Patrizia Cavazzoni is the current Director of the Center for Drug Evaluation and Research (CDER) at the U.S. Food and Drug Administration (FDA). CDER works to regulate the medical products under its jurisdiction, oversee the development of generic and new drugs, evaluate drug approval applications, monitor drug safety, conduct research to advance regulatory science and protect the public from harmful products through enforcement actions.
After receiving her medical degree at McGill University, Dr. Cavazzoni completed a residency in psychiatry and a fellowship in mood disorders at the University of Ottawa.

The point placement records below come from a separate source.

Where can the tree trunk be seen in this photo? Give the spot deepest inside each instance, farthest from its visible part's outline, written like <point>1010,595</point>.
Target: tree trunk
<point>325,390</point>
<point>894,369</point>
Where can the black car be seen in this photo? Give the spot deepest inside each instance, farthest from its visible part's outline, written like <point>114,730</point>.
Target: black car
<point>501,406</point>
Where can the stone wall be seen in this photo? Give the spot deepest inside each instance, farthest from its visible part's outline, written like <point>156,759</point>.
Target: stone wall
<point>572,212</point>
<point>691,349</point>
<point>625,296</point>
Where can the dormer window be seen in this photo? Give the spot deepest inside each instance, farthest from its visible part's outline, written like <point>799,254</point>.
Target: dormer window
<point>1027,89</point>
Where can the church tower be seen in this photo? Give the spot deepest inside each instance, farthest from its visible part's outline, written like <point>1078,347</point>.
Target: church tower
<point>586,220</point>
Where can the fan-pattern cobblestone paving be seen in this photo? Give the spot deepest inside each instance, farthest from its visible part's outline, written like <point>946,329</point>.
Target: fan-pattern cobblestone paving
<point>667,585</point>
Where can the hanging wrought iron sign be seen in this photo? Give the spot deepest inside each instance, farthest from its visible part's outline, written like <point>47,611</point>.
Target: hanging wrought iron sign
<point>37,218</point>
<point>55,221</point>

From there, she joined the Faculty of Medicine at the University of Ottawa and joined the Mood Disorders Program at the Royal Ottawa Hospital. She studied the genetic predictors of bipolar disorder and authored numerous peer-reviewed scientific publications.
Dr. Cavazzoni also has an extensive background in the pharmaceutical industry and held several senior positions in clinical development, regulatory affairs, and safety risk management for large companies such as Pfizer. In 2018, Dr. Cavazzoni joined FDA as CDER’s Deputy Director for Operations. She served as Acting Principal Deputy Commissioner of Food and Drugs in 2019.
Dr. Cavazzoni was officially sworn into her position as Director in 2021. She spent 2020 as the Acting Director when Janet Woodcock, MD, left to lead the therapeutics arm of the COVID-19 vaccine accelerator Operation Warp Speed.
AAHP will monitor how Dr. Cavazzoni's position will affect the ongoing relationships and shared efforts between FDA and our industry.